Durante quatro anos, debrucei-me numa pesquisa de doutorado analisando como as literaturas portuguesa e africana representavam a figura paterna. Comecei a pesquisa com uma inquietação: por que os pais costumam ser retratados de maneira trágica na literatura ocidental? Por que a figura paterna é retratada pela ausência e pelo trauma? Num primeiro momento, podemos pensar que a literatura apenas reflete as relações familiares.
Minha hipótese inicial era de que a representação literária africana era diferente: menos traumática, menos violenta e mais afetiva. A partir dessa premissa, mergulhei em algumas obras literárias, como Até que as Pedras se Tornem mais Leves que a Água, do escritor português António Lobo Antunes; As Mulheres do meu Pai, do angolano José Eduardo Agualusa; e Niketche: Uma História de Poligamia, da escritora moçambicana Paulina Chiziane.
Além disso, eu queria compreender como essa paternidade era exercida num contexto pós-colonial, levando em consideração o recorte de raça. Conforme fui avançando na pesquisa, percebi que minha hipótese inicial começava a cair por terra. Principalmente após a leitura de Niketche. Ali percebi que estava buscando a representação de um pai ideal que não existia. Nem na vida e nem na literatura. Um pai é sempre um pai, seja no ocidente ou no continente africano. Pois num mundo globalizado e integrado, as culturas, mesmo as mais específicas ou isoladas, também são afetadas, e as experiências paternas tornam-se parecidas.
Percebi então que era possível pensar numa representação paterna mais honesta e mais próxima do que uma sociedade patriarcal e sexista permite. Assim, tomei de empréstimo o título do livro de Lobo Antunes e nomeei minha tese como Até que o Pai se Torne mais Leve que a Água. Na verdade, estava construindo uma tese para que pudesse tirar o peso do pai trágico sobre nossas vidas. Olhar para essa construção paterna grave que o ocidente construiu e, de certo modo, torná-la mais leve. Era uma procura acadêmica que desaguava numa possibilidade de questionar por que a paternidade é exercida desse modo.

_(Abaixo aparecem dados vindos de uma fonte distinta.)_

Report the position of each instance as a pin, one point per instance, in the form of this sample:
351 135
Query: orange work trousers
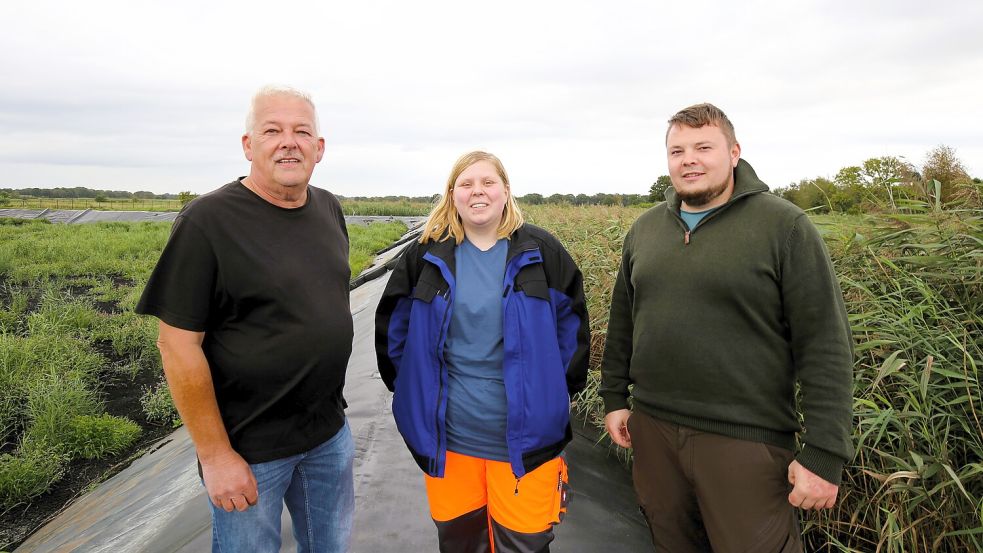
480 507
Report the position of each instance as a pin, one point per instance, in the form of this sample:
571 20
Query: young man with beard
726 300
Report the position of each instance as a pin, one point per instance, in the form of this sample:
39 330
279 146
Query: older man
726 299
255 334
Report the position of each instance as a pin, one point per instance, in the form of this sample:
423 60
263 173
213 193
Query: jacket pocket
534 289
425 291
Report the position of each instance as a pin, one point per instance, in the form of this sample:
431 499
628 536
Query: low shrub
53 402
158 405
28 474
95 437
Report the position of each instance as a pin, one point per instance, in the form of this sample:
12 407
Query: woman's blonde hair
445 222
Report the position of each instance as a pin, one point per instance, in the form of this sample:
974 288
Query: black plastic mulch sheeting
158 505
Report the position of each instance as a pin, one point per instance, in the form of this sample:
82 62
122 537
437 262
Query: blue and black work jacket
546 340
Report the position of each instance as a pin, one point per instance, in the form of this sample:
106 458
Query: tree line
877 183
891 183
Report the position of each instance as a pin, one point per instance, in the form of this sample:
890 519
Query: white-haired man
255 335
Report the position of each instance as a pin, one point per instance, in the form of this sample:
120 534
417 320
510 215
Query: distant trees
941 164
886 183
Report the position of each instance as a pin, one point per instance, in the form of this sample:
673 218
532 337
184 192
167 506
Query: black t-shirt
269 288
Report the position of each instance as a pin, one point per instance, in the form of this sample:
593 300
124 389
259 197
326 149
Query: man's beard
702 197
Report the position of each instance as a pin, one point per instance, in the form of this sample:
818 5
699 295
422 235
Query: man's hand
808 490
230 482
616 423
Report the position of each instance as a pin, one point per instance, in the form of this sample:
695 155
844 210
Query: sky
572 96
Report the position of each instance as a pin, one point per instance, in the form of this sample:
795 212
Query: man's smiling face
701 165
283 146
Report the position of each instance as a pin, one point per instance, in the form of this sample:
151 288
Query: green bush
159 406
28 474
53 402
129 334
95 437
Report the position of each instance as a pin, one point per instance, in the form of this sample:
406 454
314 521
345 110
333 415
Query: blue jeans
318 488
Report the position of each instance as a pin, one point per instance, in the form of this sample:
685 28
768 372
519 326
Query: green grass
158 405
67 326
28 475
366 240
95 437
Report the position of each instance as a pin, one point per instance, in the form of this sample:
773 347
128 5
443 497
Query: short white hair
278 90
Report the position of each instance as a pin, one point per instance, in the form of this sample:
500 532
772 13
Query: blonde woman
482 335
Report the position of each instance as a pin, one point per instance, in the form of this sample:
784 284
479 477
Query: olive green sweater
713 327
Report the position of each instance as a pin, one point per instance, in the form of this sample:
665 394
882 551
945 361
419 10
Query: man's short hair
278 90
701 115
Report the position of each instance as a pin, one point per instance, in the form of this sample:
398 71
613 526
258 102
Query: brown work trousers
703 492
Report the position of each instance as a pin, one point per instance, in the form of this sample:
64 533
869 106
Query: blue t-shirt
476 404
693 218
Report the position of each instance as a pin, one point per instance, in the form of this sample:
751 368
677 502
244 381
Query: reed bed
913 285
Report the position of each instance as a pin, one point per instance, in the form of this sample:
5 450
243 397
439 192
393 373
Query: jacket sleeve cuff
825 465
614 402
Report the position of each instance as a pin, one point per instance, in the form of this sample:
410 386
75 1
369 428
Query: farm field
349 206
913 285
81 391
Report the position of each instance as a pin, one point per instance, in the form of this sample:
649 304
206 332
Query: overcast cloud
572 96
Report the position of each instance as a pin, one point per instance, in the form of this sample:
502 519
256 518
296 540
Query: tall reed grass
913 284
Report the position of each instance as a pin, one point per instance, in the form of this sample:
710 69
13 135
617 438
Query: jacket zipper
515 288
440 390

Escrever uma tese é sempre uma travessia. É entrar num túnel de pesquisas e teorias. Uma pesquisa nos transforma como pessoas. Ao terminá-la, percebi que, ao falar sobre o pai, eu estava era falando sobre a mãe. Todo o tempo. Sobre como este peso paterno incide diretamente nas mulheres e no modo como a maternidade é exercida. Mas isso é conversa para outra coluna. Por enquanto, torço para que o pai, na vida ou na literatura, se torne mais leve que a água.